Ash Burke's `business card', part of her exhibit at TORN
Ash Burke's `business card', part of her exhibit at TORN

The decision to come to New York wasn’t a light one to make for Fiona Fitzpatrick. Her work This Holy Spark is a response to feeling truly torn between the two places. One foot is firmly in Ireland with her family as they endure a difficult period, and the other in New York, trying to make the most out of her year. Her work ascribes to how she felt, leaving home with “everything still raw.”

As a city rife with artistic opportunities, it can be incredibly tough to be forced to leave New York. Brightling’s photographic series Something Borrowed is inspired by the stories of immigrants who have said “I do” so they don’t have to lose the life they created for themselves in the US.
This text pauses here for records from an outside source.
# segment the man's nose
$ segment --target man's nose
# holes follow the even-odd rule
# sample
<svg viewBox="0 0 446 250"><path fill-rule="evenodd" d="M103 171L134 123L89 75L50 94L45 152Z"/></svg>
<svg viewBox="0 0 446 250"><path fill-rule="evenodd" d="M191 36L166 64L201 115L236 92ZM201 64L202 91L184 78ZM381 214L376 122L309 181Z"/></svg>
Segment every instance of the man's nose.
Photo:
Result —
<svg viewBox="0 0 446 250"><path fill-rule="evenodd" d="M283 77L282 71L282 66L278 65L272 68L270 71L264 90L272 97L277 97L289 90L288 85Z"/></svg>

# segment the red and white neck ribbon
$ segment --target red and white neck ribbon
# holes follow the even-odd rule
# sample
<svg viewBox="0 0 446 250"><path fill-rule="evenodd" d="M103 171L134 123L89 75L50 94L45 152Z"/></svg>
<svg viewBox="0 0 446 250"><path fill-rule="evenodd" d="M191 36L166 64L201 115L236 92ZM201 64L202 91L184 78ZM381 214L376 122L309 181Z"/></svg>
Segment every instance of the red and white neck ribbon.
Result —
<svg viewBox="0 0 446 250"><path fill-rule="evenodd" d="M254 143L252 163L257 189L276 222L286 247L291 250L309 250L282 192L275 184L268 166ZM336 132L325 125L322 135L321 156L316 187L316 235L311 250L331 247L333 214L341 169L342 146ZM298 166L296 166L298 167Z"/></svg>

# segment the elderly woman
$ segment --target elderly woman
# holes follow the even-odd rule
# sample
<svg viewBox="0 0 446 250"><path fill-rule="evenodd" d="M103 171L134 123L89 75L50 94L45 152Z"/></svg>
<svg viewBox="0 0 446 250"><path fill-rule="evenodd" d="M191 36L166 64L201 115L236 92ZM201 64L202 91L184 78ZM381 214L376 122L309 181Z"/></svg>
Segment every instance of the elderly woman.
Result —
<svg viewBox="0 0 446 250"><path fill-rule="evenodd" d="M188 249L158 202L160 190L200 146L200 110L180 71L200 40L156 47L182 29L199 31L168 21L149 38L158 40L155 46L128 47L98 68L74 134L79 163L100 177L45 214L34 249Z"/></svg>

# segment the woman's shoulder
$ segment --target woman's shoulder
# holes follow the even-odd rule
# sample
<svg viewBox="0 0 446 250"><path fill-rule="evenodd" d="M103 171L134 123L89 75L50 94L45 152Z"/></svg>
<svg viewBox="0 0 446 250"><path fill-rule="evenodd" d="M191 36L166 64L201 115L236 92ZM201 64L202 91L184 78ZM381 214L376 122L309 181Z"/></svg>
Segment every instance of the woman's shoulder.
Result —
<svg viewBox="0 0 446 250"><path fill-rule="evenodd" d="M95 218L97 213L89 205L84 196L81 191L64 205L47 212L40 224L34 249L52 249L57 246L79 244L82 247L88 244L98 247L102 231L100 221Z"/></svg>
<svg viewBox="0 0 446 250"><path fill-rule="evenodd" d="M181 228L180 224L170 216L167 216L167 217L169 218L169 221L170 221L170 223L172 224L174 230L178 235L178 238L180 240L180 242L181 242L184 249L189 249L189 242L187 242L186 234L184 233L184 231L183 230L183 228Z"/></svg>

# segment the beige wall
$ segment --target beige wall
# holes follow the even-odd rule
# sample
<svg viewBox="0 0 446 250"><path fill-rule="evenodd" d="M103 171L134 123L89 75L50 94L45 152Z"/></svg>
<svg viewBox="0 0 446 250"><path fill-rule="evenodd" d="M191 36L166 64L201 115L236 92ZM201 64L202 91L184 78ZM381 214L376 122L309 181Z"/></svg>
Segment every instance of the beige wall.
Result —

A self-portrait of the artist shows her sitting on the floor, legs akimbo, with her nudity obscured by her long locks and a veil. With one eye open, she is always looking out for what her next move might be, seeking the next opportunity because “visas don’t just fall into your lap, even if your legs are spread”.

Ashleigh Merrin similarly presents a photographic series but focuses on other Irish people who have become rooted in New York. Getting the stories of bartenders at old haunts such as the Long Haul in Midtown and McSorley’s Ale House in the East Village, she found it interesting that in this melting pot of a city, the bartenders only surround themselves with other Irish people.

In relation to what is in store for TURF, Whelan is quick to say that even if they won’t physically be in the same location in the near future, the group will continue to collaborate and come together to exhibit in various places internationally.

As for the next few months, Egan and Fitzpatrick plan to head home. Brightling, Carey and Merrin are involved in creative projects and are very keen to stay in New York. Like Whelan, Ash Burke also has an upcoming residency – off the coast of São Paolo – for the next month, with plans to return to New York after that.

TORN is exhibiting for one night only on Thursday, June 22nd, 4.30pm-10pm, at John Doe Gallery, 112 Waterbury Street, Brooklyn, NY 11206.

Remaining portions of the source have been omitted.